However, the Tribunal did not find that any harm inflicted on the Applicant by his creditors would be done to him for a Convention reason.
The Tribunal considered whether the Applicant might be a member of a particular social group but found that there was no cognisable social group to which he might plausibly belong. The Tribunal found that there was no evidence to suggest that the Applicant’s creditors would be harming him for this reason rather than to get their debts repaid or to punish the Applicant for not repaying them. The Tribunal found no evidence that the authorities would refuse to provide him with protection in the event of any criminal action being taken against him.
If the Applicant were to be charged with criminal conduct because of his indebtedness and was punished for that reason the Tribunal found that such harm that would befall him was a result of the application of laws of general application in China and not for a Convention reason.

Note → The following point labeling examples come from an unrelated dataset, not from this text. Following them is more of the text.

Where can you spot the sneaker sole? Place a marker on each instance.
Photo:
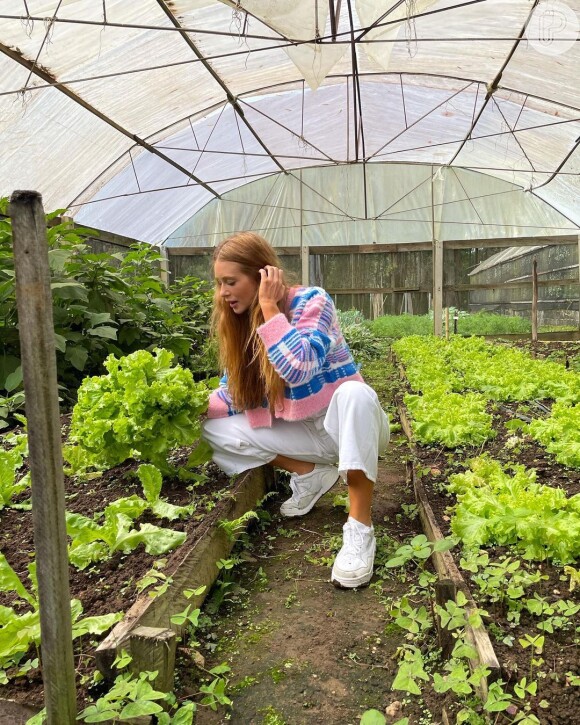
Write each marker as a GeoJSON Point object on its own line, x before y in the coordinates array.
{"type": "Point", "coordinates": [310, 506]}
{"type": "Point", "coordinates": [361, 581]}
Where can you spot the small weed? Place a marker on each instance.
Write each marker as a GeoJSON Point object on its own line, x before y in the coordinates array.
{"type": "Point", "coordinates": [272, 716]}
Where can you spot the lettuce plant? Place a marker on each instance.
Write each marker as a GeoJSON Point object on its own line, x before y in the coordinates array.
{"type": "Point", "coordinates": [94, 541]}
{"type": "Point", "coordinates": [142, 408]}
{"type": "Point", "coordinates": [20, 631]}
{"type": "Point", "coordinates": [12, 453]}
{"type": "Point", "coordinates": [559, 433]}
{"type": "Point", "coordinates": [494, 507]}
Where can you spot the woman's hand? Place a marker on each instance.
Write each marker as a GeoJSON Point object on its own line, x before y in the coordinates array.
{"type": "Point", "coordinates": [272, 290]}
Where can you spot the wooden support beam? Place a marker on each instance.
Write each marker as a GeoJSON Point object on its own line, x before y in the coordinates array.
{"type": "Point", "coordinates": [305, 265]}
{"type": "Point", "coordinates": [445, 591]}
{"type": "Point", "coordinates": [519, 284]}
{"type": "Point", "coordinates": [535, 300]}
{"type": "Point", "coordinates": [153, 650]}
{"type": "Point", "coordinates": [398, 247]}
{"type": "Point", "coordinates": [192, 566]}
{"type": "Point", "coordinates": [34, 300]}
{"type": "Point", "coordinates": [437, 286]}
{"type": "Point", "coordinates": [164, 272]}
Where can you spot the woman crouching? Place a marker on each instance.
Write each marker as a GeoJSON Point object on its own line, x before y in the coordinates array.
{"type": "Point", "coordinates": [292, 395]}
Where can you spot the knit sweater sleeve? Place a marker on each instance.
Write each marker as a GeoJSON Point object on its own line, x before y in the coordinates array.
{"type": "Point", "coordinates": [220, 403]}
{"type": "Point", "coordinates": [298, 349]}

The Tribunal considered the question of harm suffered by the Applicant as a result of his contravention of the one child policy and noted that the Applicant had not claimed that he would incur any harm in the future but in any event, the Tribunal found that would be the result of a law of general application. The Tribunal was not satisfied that there was a real chance that the Applicant would be persecuted within the meaning of the Convention if he returned to China in the foreseeable future and was not satisfied that the Applicant had a well-founded fear of Convention-based persecution in China.
The Tribunal considered the Applicant’s request to refer his case to the Department of Immigration and Citizenship for consideration by the Minister under the provisions of section 417 of the Migration Act. The Tribunal decided not to do so but noted that the Applicant could still make a request directly to the Minister.
The Tribunal affirmed the decision not to grant the Applicant a Protection (Class XA) visa.
Application for Judicial Review
The Applicant commenced proceedings in this Court by filing an application and an affidavit in support on 14th July 2009. The application came before the Court on its First Court Date, 17th August 2009. A hearing date was found at the first reasonable opportunity because the Applicant was in Immigration Detention.
The Applicant did not file any amended application, nor did he file a written outline of submissions. However, he attended Court and was asked from the bench to provide some details of the grounds of review which he had set out in his application. They were brief and unparticularised, being:
(1) Procedural fairness.
(2) Jurisdictional error.
(3) That the mental health of the person not considered.
When asked to expand upon his claim that he had not been dealt with in accordance with procedural fairness, the Applicant told the Court that he had provided documents to the Tribunal and the Tribunal believed his evidence but his case was still rejected. He expanded at some length about previously having been dealt with for a breach of the one child policy in China. He claimed to fear persecution because he disagreed with the government.
When the Applicant was asked to expand upon his claim that the Tribunal had committed a jurisdictional error, the Applicant told the Court that he did not think that he received fair treatment by the Tribunal. The reason for this, he said, was that he was a Christian and he was persecuted because of his religion, and he had a different opinion from the government.
The Applicant went on to explain that his parents were Christian and they were persecuted and that that had an effect on him.
When asked to expand upon his third claim, that his mental health had not been considered, the Applicant told the Court that he had suffered from a medical condition and that he had suffered from gastroenteritis whilst he was in the detention centre.
He also claimed that he was bullied by a New Zealand woman who assaulted him and caused injuries to his head. This resulted in his being taken to hospital for treatment, and he complained that an officer of the detention centre later blamed him for the incident and discriminated against him.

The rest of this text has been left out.